You are viewing a plain text version of this content. The canonical link for it is here.
Posted to commits@mahout.apache.org by je...@apache.org on 2010/05/19 17:25:25 UTC

svn commit: r946219 - in /mahout/trunk/utils/src/main/java/org/apache/mahout: clustering/lda/LDAPrintTopics.java utils/clustering/ClusterDumper.java

Author: jeastman
Date: Wed May 19 15:25:25 2010
New Revision: 946219

URL: http://svn.apache.org/viewvc?rev=946219&view=rev
Log:
fixed input file filters to avoid reading Hadoop _logs directory.
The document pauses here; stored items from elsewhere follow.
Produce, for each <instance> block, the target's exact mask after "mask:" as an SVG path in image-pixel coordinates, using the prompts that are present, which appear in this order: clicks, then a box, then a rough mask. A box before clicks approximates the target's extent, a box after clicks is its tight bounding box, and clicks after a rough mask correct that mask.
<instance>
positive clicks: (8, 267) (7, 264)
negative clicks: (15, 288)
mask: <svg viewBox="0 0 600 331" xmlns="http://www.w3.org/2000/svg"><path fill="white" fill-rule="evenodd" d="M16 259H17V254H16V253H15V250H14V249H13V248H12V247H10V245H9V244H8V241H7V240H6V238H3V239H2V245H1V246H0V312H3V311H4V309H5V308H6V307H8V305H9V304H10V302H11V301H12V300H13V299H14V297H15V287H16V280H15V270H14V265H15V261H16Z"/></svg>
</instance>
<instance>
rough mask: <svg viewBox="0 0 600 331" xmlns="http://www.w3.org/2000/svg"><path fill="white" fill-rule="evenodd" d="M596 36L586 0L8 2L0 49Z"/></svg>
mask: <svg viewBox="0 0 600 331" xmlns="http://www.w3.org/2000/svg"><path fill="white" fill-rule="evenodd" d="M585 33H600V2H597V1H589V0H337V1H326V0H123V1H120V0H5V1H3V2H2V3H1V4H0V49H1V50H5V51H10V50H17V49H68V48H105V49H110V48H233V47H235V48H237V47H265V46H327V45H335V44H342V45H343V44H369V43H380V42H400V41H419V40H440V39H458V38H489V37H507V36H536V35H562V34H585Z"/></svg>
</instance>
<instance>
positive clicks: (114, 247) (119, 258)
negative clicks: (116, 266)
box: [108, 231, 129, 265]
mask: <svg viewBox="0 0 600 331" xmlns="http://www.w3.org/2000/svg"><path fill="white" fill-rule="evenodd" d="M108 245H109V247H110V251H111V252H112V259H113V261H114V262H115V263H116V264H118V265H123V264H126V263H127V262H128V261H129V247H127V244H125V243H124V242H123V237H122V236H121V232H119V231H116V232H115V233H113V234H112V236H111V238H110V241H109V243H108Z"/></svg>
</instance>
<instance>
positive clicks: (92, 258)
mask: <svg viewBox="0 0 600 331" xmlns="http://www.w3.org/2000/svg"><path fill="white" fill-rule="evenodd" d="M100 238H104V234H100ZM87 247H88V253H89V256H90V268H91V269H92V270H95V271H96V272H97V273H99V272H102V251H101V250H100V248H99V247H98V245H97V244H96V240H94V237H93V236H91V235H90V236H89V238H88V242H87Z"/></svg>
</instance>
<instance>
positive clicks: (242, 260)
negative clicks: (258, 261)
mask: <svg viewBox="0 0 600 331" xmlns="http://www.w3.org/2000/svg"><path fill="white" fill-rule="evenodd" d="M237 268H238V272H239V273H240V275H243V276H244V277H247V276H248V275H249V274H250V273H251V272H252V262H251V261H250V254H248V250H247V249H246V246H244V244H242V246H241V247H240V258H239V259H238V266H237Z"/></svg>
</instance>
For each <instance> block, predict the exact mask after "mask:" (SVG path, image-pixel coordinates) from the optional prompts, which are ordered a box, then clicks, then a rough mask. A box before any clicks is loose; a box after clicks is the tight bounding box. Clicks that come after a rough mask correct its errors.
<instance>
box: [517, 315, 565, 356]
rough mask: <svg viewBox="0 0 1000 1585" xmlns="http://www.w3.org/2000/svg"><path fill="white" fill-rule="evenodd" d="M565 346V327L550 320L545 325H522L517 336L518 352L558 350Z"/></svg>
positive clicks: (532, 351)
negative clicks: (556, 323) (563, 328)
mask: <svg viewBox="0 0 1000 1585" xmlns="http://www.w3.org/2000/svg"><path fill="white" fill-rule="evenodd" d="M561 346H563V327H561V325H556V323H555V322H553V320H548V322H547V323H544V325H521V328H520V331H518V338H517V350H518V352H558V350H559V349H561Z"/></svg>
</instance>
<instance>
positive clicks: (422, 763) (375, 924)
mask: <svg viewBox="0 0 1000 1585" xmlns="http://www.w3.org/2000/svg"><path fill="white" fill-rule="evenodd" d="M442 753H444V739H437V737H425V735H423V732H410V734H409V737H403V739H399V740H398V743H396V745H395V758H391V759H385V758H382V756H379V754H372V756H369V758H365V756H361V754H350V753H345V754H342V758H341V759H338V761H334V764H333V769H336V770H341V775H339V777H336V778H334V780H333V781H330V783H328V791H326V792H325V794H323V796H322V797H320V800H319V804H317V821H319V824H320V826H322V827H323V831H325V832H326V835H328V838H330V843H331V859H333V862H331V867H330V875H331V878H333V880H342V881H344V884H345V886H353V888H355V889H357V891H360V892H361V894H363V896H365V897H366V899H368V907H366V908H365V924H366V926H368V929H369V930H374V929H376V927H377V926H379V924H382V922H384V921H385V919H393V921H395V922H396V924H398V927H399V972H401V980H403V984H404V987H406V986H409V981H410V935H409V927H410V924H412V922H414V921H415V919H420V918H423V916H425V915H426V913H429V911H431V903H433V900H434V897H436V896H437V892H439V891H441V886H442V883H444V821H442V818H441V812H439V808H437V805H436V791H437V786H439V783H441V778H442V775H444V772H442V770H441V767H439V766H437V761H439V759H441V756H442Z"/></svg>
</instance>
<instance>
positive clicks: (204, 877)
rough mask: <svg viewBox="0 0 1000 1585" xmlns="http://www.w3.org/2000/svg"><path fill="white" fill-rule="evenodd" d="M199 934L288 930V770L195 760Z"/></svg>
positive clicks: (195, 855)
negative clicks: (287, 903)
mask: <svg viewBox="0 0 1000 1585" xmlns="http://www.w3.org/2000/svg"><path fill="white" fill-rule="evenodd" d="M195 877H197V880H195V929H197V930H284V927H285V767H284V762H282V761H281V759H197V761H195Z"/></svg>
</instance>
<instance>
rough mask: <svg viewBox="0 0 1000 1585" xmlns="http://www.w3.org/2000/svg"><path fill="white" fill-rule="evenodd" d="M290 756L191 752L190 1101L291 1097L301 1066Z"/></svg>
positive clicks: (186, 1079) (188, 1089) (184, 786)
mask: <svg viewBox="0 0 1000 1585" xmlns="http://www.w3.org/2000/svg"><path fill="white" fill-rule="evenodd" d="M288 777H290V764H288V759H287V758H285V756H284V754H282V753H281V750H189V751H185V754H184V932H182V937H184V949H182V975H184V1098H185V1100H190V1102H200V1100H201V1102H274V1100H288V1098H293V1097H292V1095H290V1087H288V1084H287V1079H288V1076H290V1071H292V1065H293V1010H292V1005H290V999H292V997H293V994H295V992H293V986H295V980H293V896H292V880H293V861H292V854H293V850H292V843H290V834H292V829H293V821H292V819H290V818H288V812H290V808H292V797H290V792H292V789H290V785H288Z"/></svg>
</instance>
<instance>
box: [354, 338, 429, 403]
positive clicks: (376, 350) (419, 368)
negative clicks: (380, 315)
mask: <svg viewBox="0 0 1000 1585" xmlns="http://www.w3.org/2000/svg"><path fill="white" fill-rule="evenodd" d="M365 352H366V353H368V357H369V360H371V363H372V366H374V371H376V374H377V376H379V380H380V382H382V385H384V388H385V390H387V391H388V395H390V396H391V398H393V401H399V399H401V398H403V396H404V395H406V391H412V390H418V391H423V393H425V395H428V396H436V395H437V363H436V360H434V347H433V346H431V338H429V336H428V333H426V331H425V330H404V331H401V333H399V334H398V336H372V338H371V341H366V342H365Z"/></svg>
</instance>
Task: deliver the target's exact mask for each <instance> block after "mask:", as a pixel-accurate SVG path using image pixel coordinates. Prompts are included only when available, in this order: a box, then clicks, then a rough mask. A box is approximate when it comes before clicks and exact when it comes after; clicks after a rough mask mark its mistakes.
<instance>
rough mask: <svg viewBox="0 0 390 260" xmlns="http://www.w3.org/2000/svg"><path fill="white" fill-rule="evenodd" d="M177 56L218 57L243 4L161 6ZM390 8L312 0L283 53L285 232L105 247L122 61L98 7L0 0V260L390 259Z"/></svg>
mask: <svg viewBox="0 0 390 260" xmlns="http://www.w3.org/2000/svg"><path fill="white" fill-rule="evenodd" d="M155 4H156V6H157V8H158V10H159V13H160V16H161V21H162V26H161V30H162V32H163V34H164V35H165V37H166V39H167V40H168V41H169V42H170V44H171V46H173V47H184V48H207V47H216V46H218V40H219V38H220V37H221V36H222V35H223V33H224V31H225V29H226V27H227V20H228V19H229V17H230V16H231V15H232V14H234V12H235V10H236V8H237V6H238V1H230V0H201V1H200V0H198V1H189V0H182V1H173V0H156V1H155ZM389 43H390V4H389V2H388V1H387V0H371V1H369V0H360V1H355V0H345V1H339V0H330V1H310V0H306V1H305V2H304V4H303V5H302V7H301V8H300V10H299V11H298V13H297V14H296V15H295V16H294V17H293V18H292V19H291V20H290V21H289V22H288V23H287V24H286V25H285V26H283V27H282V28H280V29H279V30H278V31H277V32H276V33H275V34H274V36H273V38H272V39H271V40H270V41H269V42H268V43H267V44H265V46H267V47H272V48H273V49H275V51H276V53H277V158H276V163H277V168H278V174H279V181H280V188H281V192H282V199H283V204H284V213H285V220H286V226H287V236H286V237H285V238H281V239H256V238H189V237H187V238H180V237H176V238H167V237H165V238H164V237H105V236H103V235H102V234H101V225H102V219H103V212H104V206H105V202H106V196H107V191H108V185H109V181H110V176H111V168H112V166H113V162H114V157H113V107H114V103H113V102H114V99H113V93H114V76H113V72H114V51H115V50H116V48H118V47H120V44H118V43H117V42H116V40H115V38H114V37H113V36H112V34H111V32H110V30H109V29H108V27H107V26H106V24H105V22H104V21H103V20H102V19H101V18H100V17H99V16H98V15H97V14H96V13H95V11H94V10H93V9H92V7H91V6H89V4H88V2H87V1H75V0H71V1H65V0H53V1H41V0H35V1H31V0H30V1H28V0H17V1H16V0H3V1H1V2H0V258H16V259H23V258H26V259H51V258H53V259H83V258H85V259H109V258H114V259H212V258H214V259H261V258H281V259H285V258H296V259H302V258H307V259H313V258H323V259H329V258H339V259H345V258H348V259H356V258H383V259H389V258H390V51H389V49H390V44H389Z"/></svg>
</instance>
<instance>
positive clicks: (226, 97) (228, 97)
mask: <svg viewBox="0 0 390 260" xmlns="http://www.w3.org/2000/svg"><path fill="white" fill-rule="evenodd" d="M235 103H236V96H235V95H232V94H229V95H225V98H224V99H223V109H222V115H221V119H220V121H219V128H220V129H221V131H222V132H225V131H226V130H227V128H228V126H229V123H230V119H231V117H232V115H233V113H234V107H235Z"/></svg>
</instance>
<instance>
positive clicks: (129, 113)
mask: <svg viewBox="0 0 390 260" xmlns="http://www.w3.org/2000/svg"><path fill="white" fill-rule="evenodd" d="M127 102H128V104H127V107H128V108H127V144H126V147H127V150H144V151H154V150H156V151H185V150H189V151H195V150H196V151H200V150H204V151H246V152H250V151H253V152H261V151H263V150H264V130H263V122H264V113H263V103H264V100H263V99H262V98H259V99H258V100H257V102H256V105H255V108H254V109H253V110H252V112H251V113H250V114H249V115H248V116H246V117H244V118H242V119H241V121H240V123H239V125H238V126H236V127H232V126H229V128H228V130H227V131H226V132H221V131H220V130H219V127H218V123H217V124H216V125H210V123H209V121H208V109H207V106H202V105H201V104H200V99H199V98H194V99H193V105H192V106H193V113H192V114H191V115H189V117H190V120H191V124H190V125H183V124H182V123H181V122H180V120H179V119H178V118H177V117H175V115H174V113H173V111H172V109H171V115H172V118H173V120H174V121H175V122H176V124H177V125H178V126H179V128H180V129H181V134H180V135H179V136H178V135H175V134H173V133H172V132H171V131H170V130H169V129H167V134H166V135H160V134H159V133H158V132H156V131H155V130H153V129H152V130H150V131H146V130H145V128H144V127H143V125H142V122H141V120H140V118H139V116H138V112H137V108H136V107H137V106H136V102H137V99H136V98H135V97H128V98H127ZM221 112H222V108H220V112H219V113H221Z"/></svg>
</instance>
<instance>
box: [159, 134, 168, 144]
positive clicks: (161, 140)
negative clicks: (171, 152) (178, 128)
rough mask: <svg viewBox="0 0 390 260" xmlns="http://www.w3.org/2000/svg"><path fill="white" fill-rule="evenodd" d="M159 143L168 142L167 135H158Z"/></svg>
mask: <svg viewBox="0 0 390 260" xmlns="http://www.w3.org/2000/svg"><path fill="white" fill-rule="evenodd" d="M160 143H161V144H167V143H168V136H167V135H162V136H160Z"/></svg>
Both work on Hadoop now

Modified:
    mahout/trunk/utils/src/main/java/org/apache/mahout/clustering/lda/LDAPrintTopics.java
    mahout/trunk/utils/src/main/java/org/apache/mahout/utils/clustering/ClusterDumper.java

Modified: mahout/trunk/utils/src/main/java/org/apache/mahout/clustering/lda/LDAPrintTopics.java
URL: http://svn.apache.org/viewvc/mahout/trunk/utils/src/main/java/org/apache/mahout/clustering/lda/LDAPrintTopics.java?rev=946219&r1=946218&r2=946219&view=diff
==============================================================================
--- mahout/trunk/utils/src/main/java/org/apache/mahout/clustering/lda/LDAPrintTopics.java (original)
+++ mahout/trunk/utils/src/main/java/org/apache/mahout/clustering/lda/LDAPrintTopics.java Wed May 19 15:25:25 2010
@@ -201,7 +201,7 @@ public class LDAPrintTopics {
     
     IntPairWritable key = new IntPairWritable();
     DoubleWritable value = new DoubleWritable();
-    for (FileStatus status : fs.globStatus(new Path(dir, "*"))) {
+    for (FileStatus status : fs.globStatus(new Path(dir, "part-*"))) {
       Path path = status.getPath();
       SequenceFile.Reader reader = new SequenceFile.Reader(fs, path, job);
       while (reader.next(key, value)) {

Modified: mahout/trunk/utils/src/main/java/org/apache/mahout/utils/clustering/ClusterDumper.java
URL: http://svn.apache.org/viewvc/mahout/trunk/utils/src/main/java/org/apache/mahout/utils/clustering/ClusterDumper.java?rev=946219&r1=946218&r2=946219&view=diff
==============================================================================
--- mahout/trunk/utils/src/main/java/org/apache/mahout/utils/clustering/ClusterDumper.java (original)
+++ mahout/trunk/utils/src/main/java/org/apache/mahout/utils/clustering/ClusterDumper.java Wed May 19 15:25:25 2010
@@ -120,13 +120,7 @@ public final class ClusterDumper {
     Writer writer = this.outputFile == null ? new OutputStreamWriter(System.out) : new FileWriter(this.outputFile);
 
     FileSystem fs = seqFileDir.getFileSystem(conf);
-    FileStatus[] seqFileList = fs.listStatus(seqFileDir, new PathFilter() {
-      @Override
-      public boolean accept(Path path) {
-        return !path.getName().endsWith(".crc");
-      }
-    });
-    for (FileStatus seqFile : seqFileList) {
+    for (FileStatus seqFile : fs.globStatus(new Path(seqFileDir, "part-*"))) {
       Path path = seqFile.getPath();
       System.out.println("Input Path: " + path);
       SequenceFile.Reader reader = new SequenceFile.Reader(fs, path, conf);